South Kern Sol, Commentary, Ja’Nell Gore
Daisy Tafoya was a victim of cartel violence.
The 20-year-old Mexican national had been drugged, threatened, and held captive after witnessing a murder, her family members said. She had seen the assailants faces. She knew their names. She did the only thing she could think of to save herself: she fled to America.
Family members said Tafoya was a refugee seeking asylum, something an Immigrations and Customs Enforcement official denied.
She was safe in the United States, checking in regularly with ICE agents until an executive order carried out by President Donald Trump gave immigration officials sweeping authority to carry out deportations as they saw fit.
During her next check-in, she was detained and deported, and now nobody knows where she is. Her family fears for the worst.
Tafoya’s story was just one of those told last month at a screening of “American Migrant Stories,” a documentary highlighting the pain that immigrant families endure while seeking better lives. It was produced by Cal State Bakersfield’s Center for Social Justice and the Immigration Justice Collaborative, a group of local attorneys who banded together last year in response to uncertain immigration policies Trump enacted.

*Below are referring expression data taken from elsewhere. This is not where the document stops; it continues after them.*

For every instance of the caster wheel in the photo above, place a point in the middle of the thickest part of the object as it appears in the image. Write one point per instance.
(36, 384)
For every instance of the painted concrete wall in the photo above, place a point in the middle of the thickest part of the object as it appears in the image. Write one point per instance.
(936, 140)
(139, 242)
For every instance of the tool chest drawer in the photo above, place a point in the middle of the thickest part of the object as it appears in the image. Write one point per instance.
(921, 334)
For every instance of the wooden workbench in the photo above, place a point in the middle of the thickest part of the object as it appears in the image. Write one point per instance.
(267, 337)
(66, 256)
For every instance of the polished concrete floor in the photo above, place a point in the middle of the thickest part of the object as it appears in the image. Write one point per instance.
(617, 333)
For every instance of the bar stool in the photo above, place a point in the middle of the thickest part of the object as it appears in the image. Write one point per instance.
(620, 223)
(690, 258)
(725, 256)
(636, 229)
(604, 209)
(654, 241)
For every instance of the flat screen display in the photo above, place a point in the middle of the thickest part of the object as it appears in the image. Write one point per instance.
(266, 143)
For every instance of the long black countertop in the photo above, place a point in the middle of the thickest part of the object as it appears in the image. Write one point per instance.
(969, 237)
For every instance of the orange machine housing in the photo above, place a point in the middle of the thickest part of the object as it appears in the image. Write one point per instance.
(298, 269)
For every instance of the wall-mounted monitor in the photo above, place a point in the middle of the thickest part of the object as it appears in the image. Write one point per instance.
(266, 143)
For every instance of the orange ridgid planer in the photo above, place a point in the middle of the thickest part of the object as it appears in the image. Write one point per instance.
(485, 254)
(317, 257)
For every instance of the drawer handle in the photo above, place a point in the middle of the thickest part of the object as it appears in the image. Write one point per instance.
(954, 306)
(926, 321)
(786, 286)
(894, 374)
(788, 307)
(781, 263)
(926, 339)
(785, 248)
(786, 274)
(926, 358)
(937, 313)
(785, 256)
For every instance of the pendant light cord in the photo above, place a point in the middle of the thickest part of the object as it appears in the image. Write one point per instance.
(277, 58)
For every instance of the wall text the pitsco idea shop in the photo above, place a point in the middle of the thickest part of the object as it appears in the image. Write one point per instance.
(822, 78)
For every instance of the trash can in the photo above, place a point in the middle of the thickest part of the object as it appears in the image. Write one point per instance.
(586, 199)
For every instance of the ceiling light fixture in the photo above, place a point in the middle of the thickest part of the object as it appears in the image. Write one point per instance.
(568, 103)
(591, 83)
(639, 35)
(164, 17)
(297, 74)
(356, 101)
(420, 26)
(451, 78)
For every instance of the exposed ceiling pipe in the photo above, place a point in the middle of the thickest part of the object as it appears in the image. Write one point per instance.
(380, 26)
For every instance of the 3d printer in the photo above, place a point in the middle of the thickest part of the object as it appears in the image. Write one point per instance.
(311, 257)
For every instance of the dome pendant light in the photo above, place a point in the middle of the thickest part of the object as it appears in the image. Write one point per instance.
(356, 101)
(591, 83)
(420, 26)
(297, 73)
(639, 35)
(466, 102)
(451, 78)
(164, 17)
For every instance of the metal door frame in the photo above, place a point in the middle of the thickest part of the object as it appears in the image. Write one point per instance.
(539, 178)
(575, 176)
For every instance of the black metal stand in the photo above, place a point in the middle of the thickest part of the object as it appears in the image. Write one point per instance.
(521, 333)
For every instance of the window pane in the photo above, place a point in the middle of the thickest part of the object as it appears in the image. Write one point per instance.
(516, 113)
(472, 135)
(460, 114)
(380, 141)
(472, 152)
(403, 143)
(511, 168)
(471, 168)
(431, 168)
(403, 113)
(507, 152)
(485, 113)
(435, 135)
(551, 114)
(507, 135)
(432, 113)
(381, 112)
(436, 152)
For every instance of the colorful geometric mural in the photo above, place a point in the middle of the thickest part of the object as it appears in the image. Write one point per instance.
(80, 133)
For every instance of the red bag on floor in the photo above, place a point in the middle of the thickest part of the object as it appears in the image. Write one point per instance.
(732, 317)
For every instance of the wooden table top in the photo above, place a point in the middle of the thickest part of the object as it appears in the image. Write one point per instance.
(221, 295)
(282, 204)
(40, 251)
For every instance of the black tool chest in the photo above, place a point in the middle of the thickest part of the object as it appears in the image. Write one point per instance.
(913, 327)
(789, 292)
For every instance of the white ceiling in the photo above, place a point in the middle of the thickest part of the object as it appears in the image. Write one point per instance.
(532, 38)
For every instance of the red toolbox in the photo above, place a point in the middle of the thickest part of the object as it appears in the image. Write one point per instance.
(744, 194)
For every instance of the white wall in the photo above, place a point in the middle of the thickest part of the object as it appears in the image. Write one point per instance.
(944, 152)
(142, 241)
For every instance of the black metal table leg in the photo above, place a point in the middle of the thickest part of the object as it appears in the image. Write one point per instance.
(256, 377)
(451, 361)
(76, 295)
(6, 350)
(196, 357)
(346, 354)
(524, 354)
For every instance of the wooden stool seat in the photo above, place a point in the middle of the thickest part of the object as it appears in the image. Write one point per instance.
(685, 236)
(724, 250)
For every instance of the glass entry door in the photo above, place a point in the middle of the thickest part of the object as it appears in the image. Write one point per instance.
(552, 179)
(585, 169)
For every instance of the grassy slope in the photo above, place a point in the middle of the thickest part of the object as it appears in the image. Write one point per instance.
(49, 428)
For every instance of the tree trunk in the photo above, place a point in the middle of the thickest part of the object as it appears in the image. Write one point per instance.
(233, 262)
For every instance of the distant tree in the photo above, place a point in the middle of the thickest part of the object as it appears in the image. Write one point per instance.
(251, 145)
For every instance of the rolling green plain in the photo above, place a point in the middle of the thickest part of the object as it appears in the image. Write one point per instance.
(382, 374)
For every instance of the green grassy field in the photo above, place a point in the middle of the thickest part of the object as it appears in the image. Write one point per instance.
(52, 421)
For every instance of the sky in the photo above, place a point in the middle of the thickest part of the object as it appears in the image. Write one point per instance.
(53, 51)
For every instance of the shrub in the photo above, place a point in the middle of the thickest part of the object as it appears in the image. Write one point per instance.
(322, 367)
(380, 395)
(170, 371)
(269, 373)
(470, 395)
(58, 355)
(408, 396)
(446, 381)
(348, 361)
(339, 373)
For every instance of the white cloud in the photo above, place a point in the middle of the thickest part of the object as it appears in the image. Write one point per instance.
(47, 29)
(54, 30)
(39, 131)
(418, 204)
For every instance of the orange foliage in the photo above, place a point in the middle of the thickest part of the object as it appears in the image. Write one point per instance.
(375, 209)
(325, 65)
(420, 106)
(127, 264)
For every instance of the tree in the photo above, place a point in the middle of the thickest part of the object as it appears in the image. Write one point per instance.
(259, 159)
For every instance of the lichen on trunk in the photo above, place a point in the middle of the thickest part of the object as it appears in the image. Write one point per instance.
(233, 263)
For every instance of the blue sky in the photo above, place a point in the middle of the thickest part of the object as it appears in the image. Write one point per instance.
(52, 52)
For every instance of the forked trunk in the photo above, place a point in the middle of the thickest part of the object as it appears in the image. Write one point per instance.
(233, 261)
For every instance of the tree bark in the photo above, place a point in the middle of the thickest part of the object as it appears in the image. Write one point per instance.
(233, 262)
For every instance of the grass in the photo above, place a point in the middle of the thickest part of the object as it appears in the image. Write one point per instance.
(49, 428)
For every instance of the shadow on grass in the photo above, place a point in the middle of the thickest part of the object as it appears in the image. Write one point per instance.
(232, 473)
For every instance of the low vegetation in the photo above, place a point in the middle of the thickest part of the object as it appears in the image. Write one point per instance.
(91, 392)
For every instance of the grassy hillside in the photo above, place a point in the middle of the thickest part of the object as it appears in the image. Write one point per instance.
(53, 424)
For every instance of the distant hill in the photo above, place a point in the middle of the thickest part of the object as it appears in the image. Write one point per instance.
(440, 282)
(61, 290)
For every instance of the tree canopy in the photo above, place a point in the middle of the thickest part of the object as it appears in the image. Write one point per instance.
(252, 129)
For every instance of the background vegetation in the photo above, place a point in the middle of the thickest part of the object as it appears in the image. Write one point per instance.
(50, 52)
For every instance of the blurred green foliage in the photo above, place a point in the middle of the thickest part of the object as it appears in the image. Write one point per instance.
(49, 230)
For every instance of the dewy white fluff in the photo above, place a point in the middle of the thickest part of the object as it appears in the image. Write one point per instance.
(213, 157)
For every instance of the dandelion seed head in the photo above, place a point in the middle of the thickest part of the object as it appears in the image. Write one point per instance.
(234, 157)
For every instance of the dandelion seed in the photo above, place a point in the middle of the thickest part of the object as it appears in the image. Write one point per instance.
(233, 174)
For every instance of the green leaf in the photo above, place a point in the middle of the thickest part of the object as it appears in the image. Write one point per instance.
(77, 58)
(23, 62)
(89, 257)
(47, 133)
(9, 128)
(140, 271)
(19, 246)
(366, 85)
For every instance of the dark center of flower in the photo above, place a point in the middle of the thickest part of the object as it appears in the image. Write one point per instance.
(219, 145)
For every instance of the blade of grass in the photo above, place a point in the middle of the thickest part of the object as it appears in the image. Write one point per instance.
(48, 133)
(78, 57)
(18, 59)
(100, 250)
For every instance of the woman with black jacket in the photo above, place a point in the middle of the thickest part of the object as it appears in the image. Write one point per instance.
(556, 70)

“This was not your everyday deportation. This woman was on the run because she was a witness to murder and needed to be here in order to stay safe,” said Win Eaton, a local attorney and member of the Immigration Justice Collaborative.
“It was very powerful. The personal testimonials of people who are experiencing the political climate in real ways is really helpful and it was very compelling. It should awaken all of us and remind us that we need to work toward justice for everyone,” Ward 2 Bakersfield City Councilman Andrae Gonzales said after the screening.
This documentary reinforced that community members need to rally together for immigrant rights, and finding a solution to the Deferred Action for Childhood Arrivals Act, which provides undocumented people brought to this country as minors protection from deportation. In the midst of trying to keep these policies in place, students at local high schools have been conducting walkouts and marching through Bakersfield protesting.
This was a great start, but what else can we do? Gonzales said it comes down to civic participation.
“We need everyone to vote and be a part of the civic process, but that’s the basic level,” Gonzales said. “We need more people participating in the civic process regularly, attending city council meetings, going to board of supervisor meetings, going to school board meetings — these decisions are being made every single day and we need to be present.”
Gonzales and many other community leaders agree that teenagers can do our part everyday by focusing on getting our education. We have to become educated and focus on our futures so that, as adults, we can work to create change. Teenagers can also do our part to improve conditions for immigrants by starting the conversation and coming together to find more efficient ways for our generation to make change while at school and in our free time.
The documentary also pointed out how much immigrants benefit the agricultural industry. The majority of workers in the fields are immigrants who put in long hours of hard work and barely see their families as they try to put food on the table. . Unfortunately, the benefits of a healthy immigration system aren’t brought up often enough during debates. . The conversations skew negative, and as a result, those ignorant of the subject are sometimes prone to get a slanted view of immigrants.
This has struck fear among many children — the fear that one day they may go home and be told their mother or father has been deported.
Sadly, with political rhetoric what it’s become, many people, including children, are feeling emboldened to openly belittle immigrant families and it could be because in many cases, kids don’t know any better. They don’t know how hard the lives are of those immigrant families. All they know are the stereotypes.
In order to stop these things, the schools should start showing “American Migrant Stories” in history, civics, or English classes to give students a better understanding of how undocumented immigrants really live.
As of right now, unless they’re a part of these families or close to someone who is, Kern County students don’t really know the real struggles.